Um jovem alemão para em frente ao Edifício Copan e, impressionado, diz: “A quantidade de pessoas que mora nesse prédio é maior do que a população da minha cidade natal”. Uma cena da vida em São Paulo, mas também de Londres, Nova York, Roma e dezenas de outras capitais ao redor do mundo, grandes cidades que abrigam (como um grande coração de mãe) milhões de pessoas, e também as tornam reféns. Um sentimento de dualidade paira sobre as metrópoles. Muitas vezes, de forma ilusória, elas integram o ser humano no tempo/espaço da história ao mesmo tempo em que criam uma sensação de guerra particular, em que o inimigo – de forma maximizada – pode ser, no final das contas, você mesmo (a), como se ruas, avenidas e grandes construções fossem nada mais do que um espelho para narcisos indecisos.

Subúrbio, em termos geográficos, designa toda a área urbana que está ao redor do centro da cidade (sejam elas metrópoles ou não), como se fossem as beiradas (mornas) de um prato quente de sopa. Foi de um subúrbio que William Butler, cérebro do Arcade Fire, aprendeu a observar o mundo, mais precisamente Houston, sexta maior área metropolitana dos EUA – com uma população de quase 6 milhões de pessoas. O subúrbio de Houston não é diferente de outros (o que explica a opção da banda em cravar o título do álbum no plural: “Os Subúrbios”), e Win Butler apressa-se em explicar (em entrevista ao NME): “o álbum não é uma carta de amor, nem uma acusação, aos subúrbios. É uma carta dos subúrbios”.

Você já viu esse filme mais de uma vez na história da música pop: banda indie celebrada estreia com álbum fenomenal, lança segundo disco soberbo e então amacia a sonoridade para abraçar as massas. É quase isso que o grupo canadense apronta com “The Suburbs”, algo que talvez o Coldplay pudesse ter feito se Chris Martin fosse apaixonado por Bowie e não por Bono, mas paixões não se escolhem. “The Suburbs” é filho de Houston e de Montreal, mas poderia ser de Londres, Chicago ou São Paulo.

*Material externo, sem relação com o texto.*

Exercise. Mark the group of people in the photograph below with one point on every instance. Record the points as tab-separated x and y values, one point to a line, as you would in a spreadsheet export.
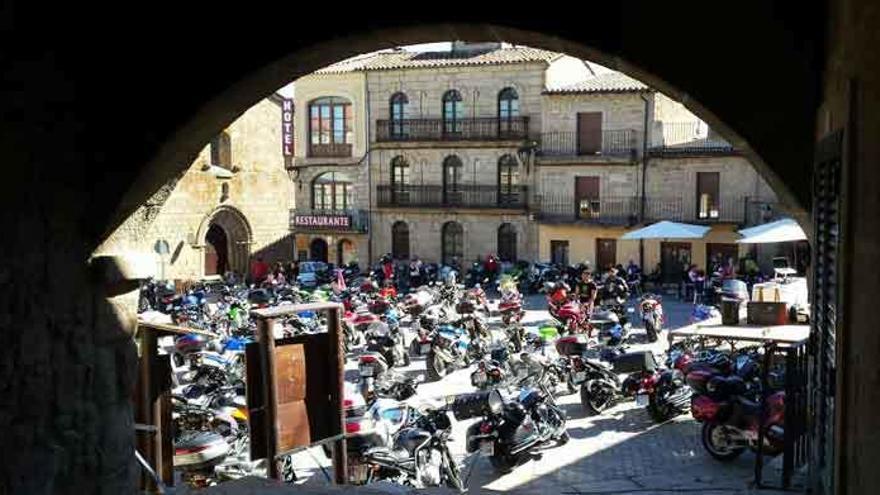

O Arcade Fire conseguiu diluir sua estranheza e ainda sim soar instigante. Há tanto (falsa) simplicidade (“Modern Man”, “Wasted Hours” e a suave faixa título) quanto rebeldia controlada (“Ready to Start”, “Month of May”, “We Used to Wait”) entre as 16 faixas do álbum, que usa a vida nos subúrbios para disfarçar uma crítica a classe média.

A faixa título abre o disco de forma candenciada e limpa como poucas vezes o Arcade Fire soou. Violão, piano e bateria conduzem a voz de Win, que narra lembranças de sua infância: “Eu aprendi a dirigir nos subúrbios, e você falou que não iríamos sobreviver”. Conforme a melodia cresce (com acréscimo de cordas), Win fala em guerra particular, diz que se vê criança gritando e correndo pelos quintais e toma uma decisão: “Eu quero uma filha enquanto ainda sou jovem”. Ele sobreviveu. Passado e futuro de mãos dadas em uma grande canção. A bateria galopante de “Keep The Car Running” pode ser ouvida em “Ready To Start”, faixa que expõe as cicatrizes causadas pela indústria na banda: “Os empresários bebem o meu sangue / Como as crianças na escola de arte disseram que eles fariam / Então acho que vou começar de novo / Você diz, ‘ainda podemos ser amigos?’”. Tédio e medo marcam uma canção cuja temática dualiza uma questão clássica: arte x sucesso.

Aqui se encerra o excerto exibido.